Effy shook her head. Droplets of water came loose from her damp blond hair.
She could not think of Myrddin, not right now, not even as she entered the building upon which his name was carved.
She could not allow herself to be distracted, to be cowed.
This was her first day as a literature student, and she had decided (with a confidence and resolve she could not seem to summon up at the moment) to be brilliant.
Competent was not enough. She had to be exceptional . She had to prove that she belonged, that she was not too flighty, too vacuous, too vain. For herself, for Angharad, and for all the women who the literature college would admit starting next year. Dean Fogg had promised.
Effy tried not to think of the fact that Dean Fogg had already broken one of his promises. The two students, Euphemia Sayre and Preston Héloury—
Doggedly, she shoved these thoughts from her mind. Then she pushed open the door and stepped foot, for the first time, into the literature college.
The warmth of the lobby was an instant and welcome relief, though Effy was surprised and somewhat horrified to find it empty.
She glanced up at the clock. It was two fifteen, which meant that all the other literature students must already be in their seats.
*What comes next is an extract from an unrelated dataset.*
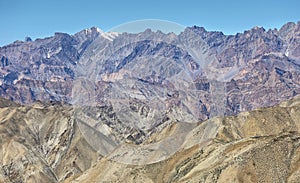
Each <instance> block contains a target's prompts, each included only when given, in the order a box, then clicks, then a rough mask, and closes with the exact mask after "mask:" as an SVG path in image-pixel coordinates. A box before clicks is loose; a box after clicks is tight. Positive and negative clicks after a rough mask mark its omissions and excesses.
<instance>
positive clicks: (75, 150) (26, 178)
mask: <svg viewBox="0 0 300 183" xmlns="http://www.w3.org/2000/svg"><path fill="white" fill-rule="evenodd" d="M1 100H2V99H1ZM4 104H5V105H4ZM75 110H76V109H75V108H73V107H72V106H69V105H63V104H60V103H48V104H42V103H35V104H34V105H32V106H19V105H17V104H13V103H11V102H10V101H7V100H2V106H1V108H0V135H1V141H0V147H1V148H0V152H1V153H0V155H1V156H0V162H1V167H0V168H1V169H0V182H47V183H49V182H107V181H109V182H194V181H200V182H237V181H238V182H297V181H298V180H299V178H300V177H299V171H300V169H299V167H300V166H299V161H300V156H299V154H300V153H299V152H300V149H299V147H300V144H299V142H300V141H299V139H300V121H299V119H300V116H299V114H300V98H299V97H297V98H295V99H293V100H290V101H287V102H284V103H281V104H280V105H279V106H275V107H269V108H263V109H257V110H254V111H249V112H242V113H240V114H239V115H238V116H230V117H224V118H220V117H215V118H212V119H210V120H207V121H204V122H203V123H200V124H188V123H173V125H169V126H168V127H166V128H164V129H163V130H162V131H160V132H158V133H155V134H152V135H151V136H150V137H149V138H148V139H147V141H145V142H144V143H143V144H140V145H138V146H133V145H130V144H128V142H127V143H123V144H121V145H120V146H118V147H117V148H116V149H115V151H113V152H110V153H108V154H107V155H106V156H104V157H103V156H102V155H101V153H99V151H98V152H97V150H95V149H94V147H93V146H91V144H90V143H89V142H87V140H86V138H85V136H84V131H82V130H80V125H81V124H80V122H78V121H77V122H76V119H74V115H73V113H74V111H75ZM99 114H100V115H106V114H107V111H102V112H100V113H99ZM189 126H191V127H192V128H190V127H189ZM93 130H94V134H97V131H96V130H95V129H93ZM180 131H181V132H182V131H183V132H184V133H185V135H184V138H182V137H181V133H179V132H180ZM173 137H175V139H176V137H177V140H176V141H175V142H180V146H179V147H178V149H177V151H176V152H174V154H172V155H171V156H170V157H169V158H167V159H165V160H161V161H158V162H156V163H150V164H140V165H134V164H127V163H128V162H127V163H126V162H123V163H122V158H123V160H128V158H130V157H131V158H132V157H135V158H139V159H143V158H144V159H149V158H150V157H151V158H154V159H155V158H157V159H159V158H160V154H159V153H155V154H153V155H150V156H149V153H147V154H143V152H145V151H146V150H148V152H151V151H153V148H154V147H155V146H153V145H155V144H159V143H162V145H163V146H161V147H160V150H164V149H165V150H168V149H170V148H172V147H174V146H176V144H174V143H173V144H170V143H169V142H168V140H167V139H172V138H173ZM94 140H96V138H95V139H94ZM181 140H182V142H181ZM96 142H97V141H96ZM151 145H152V146H151ZM139 147H141V148H139ZM128 155H129V156H128ZM127 156H128V157H127ZM129 160H130V159H129ZM133 161H135V160H133Z"/></svg>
Her stomach flipped over on itself. She opened her satchel, checked the syllabus one more time, and then hurried down the corridor to her classroom, the first on the left.
LL101 Introduction to Literature: Theater 113
Effy was certain that she was late, that she would be humiliated on her very first day, but she should have given Preston more credit. Though the seats in the lecture hall were nearly full, there was no one at the lectern. She let out a low breath, relieved.
She made her way briskly up the aisle, chin held aloft, eyes scanning the room for an open seat.
She had replayed this precise moment in her mind over and over again, imagining how she would walk in dignified silence, without flushing, without cringing.
Even as dozens of heads rose and their leery, hostile gazes fixed on her, Effy had promised herself: do not shrink for them.
They would all know her, whether it was for the scandal with Master Corbenic, or for Dean Fogg’s short and dispassionate missive about a new student—a woman —joining the literature college, or for the article on the front page of the Llyrian Times , now passing through the hands of hundreds of students.
She had prepared for the whispers, for the hissed slurs.